Com isso, foram mantidas as penas de 26 e 25 anos, respectivamente, para o sargento reformado da Polícia Militar da Paraíba Flávio Inácio Pereira (considerado o mentor do crime) e José da Silva Martins (autor dos disparos). Ambos estão presos em regime fechado por homicídio duplamente qualificado com dois agravantes (motivo torpe e sem chances de defesa da vítima). Após o julgamento desta quinta-feira, os advogados Harley Cordeiro e Adailton Raulino informaram que vão interpor recurso especial junto ao Superior Tribunal de Justiça (STJ).

Acusação

O MPF requereu que fosse anulado o julgamento realizado pelo Conselho de Sentença, quanto à absolvição de Cláudio Roberto Borges e José Nilson Borges, para submetê-los a novo julgamento. De acordo com a procuradora da República Isabel Guimarães, foi proferida decisão manifestamente contrária à prova dos autos, porquanto existem provas de que José Nilson Borges foi responsável pelo fornecimento da arma usada no crime e que Cláudio Roberto Borges foi um dos mandantes do crime, tendo participado de uma reunião, na véspera do delito.

O desembargador federal Fernando Braga ressaltou que a própria acusação optou pela prova de menor qualidade, consistindo estas, em sua maior parte, em "testemunhos documentados" que alicerçaram a acusação, deixando de produzir, por outro lado, a prova testemunhal na sessão de julgamento, impedindo que os jurados tivessem contato direto com as testemunhas, o que fragilizou sua credibilidade.

Ao rejeitar os pedidos do MPF, Braga destacou o princípio da soberania do veredicto do Júri Popular, inscrito no inciso 38 do artigo 5º da Constituição Federal. “Assim, é porque não se pode considerar afastada a possibilidade dos jurados não terem atribuído (tanta) credibilidade à prova que a acusação produziu, o que já impede que se conclua que a absolvição está (completamente) dissociada do conjunto probatório ou que a decisão dos jurados é manifestamente contrária à prova dos autos. Neste sentido, havendo duas versões acerca dos fatos e estando elas sustentadas – ainda que minimamente – nas provas dos autos, deve prevalecer a soberania do veredicto do corpo de jurados”.

Relembre o caso

O advogado Manoel Bezerra de Mattos Neto foi morto a tiros de espingarda calibre 12 quando estava em uma casa de praia, em Pitimbu (PB), em 24 de janeiro de 2009. Mattos integrava a Comissão de Direitos Humanos da Ordem dos Advogados do Brasil em Pernambuco (OAB-PE) e ficou conhecido por denunciar grupos de extermínio, com a participação de policiais militares e civis, na divisa entre Paraíba e Pernambuco, região denominada como "Fronteira do Medo". 
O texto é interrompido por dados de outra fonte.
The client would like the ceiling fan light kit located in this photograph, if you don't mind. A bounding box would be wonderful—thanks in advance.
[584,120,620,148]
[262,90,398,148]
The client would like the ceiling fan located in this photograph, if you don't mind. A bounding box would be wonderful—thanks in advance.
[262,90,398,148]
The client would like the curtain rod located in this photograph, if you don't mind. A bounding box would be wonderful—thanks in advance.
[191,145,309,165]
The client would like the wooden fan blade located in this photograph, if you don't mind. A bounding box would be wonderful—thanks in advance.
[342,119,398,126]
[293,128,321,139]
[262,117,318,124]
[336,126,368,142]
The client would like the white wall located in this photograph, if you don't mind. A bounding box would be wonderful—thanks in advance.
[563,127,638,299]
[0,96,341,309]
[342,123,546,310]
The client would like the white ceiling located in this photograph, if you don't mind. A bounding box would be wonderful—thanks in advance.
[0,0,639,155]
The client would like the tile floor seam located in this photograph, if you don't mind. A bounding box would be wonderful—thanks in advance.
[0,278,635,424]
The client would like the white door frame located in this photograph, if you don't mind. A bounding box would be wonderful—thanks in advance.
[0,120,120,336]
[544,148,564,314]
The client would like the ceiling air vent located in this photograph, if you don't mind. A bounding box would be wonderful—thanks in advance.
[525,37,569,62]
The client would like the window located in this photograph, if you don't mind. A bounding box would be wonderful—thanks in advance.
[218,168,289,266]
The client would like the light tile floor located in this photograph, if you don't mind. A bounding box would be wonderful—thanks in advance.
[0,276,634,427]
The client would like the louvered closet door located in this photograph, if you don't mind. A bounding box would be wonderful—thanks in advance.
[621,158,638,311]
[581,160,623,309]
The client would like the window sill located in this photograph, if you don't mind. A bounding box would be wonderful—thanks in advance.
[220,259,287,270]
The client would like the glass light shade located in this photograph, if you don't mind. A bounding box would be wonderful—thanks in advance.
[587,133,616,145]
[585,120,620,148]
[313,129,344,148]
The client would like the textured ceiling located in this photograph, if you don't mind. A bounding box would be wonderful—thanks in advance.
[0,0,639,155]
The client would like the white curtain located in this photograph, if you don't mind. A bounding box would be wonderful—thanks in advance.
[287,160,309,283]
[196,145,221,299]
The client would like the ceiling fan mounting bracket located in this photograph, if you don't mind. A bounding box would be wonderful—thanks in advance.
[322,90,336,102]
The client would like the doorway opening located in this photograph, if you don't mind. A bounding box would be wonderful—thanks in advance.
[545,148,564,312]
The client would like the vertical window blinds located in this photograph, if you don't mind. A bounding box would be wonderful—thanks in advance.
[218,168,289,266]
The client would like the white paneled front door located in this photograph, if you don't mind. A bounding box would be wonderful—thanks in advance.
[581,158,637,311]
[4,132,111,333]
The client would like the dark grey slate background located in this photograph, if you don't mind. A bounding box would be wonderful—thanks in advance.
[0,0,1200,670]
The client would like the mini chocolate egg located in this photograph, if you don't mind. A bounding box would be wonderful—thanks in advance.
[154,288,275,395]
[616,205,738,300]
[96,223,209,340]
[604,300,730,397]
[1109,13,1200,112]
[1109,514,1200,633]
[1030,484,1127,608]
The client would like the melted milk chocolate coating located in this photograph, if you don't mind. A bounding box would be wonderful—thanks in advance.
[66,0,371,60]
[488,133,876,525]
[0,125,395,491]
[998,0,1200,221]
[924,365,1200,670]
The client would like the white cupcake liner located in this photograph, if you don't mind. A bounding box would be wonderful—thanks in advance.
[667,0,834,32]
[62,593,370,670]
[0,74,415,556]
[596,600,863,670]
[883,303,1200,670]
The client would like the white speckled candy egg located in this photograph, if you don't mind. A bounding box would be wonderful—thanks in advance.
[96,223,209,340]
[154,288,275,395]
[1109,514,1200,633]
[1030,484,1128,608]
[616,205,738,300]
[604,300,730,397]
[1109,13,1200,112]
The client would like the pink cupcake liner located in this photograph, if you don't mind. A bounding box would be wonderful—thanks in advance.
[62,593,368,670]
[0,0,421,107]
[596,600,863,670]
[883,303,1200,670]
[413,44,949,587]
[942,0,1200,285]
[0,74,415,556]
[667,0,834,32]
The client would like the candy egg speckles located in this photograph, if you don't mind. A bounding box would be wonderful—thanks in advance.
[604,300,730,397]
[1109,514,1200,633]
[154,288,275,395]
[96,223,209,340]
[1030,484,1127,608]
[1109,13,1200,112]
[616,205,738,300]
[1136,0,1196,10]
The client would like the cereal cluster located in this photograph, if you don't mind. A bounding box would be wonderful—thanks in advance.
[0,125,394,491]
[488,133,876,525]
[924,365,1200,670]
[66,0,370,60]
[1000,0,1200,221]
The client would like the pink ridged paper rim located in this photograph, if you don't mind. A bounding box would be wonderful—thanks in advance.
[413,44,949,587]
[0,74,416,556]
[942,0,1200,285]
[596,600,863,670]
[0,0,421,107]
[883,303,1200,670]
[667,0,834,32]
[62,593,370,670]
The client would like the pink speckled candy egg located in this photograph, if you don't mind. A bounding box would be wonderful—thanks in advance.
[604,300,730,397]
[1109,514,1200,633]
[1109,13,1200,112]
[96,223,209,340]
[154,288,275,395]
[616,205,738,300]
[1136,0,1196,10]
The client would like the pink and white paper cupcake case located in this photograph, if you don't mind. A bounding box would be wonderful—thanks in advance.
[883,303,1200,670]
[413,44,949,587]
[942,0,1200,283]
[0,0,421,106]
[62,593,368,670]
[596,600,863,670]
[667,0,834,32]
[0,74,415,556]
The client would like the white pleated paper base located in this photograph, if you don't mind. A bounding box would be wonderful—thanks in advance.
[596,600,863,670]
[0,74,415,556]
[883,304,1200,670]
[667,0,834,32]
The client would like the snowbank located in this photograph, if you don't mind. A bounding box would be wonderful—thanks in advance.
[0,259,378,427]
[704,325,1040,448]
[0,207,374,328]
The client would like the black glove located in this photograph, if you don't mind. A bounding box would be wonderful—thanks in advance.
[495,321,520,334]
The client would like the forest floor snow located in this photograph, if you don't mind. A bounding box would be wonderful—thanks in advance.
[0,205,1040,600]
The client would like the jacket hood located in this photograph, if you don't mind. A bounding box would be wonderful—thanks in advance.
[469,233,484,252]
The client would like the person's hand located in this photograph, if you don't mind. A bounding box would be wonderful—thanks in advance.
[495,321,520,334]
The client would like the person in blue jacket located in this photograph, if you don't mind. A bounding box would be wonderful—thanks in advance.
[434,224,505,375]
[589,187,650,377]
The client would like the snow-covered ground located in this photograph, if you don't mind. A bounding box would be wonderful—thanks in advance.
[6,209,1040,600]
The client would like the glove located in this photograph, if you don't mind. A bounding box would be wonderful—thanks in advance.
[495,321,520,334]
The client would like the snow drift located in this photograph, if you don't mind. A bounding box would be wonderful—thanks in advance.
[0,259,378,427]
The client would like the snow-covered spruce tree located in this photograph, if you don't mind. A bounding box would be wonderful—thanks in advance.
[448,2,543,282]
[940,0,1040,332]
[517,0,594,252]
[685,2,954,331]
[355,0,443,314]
Em outubro de 2010, o julgamento do crime foi federalizado sob o fundamento da existência de grave violação aos Direitos Humanos. O processo tramitava na Justiça Estadual da Paraíba, mas foi transferido para a 2ª Vara Federal da Seção Judiciária da Paraíba. Depois, a pedido dos familiares da vítima e por razões de ordem pública, o TRF5 determinou o desaforamento (transferência de jurisdição) para a Justiça Federal de Pernambuco. Este foi o primeiro caso de Incidente de Deslocamento de Competência (IDC) julgado no Brasil pelo STJ.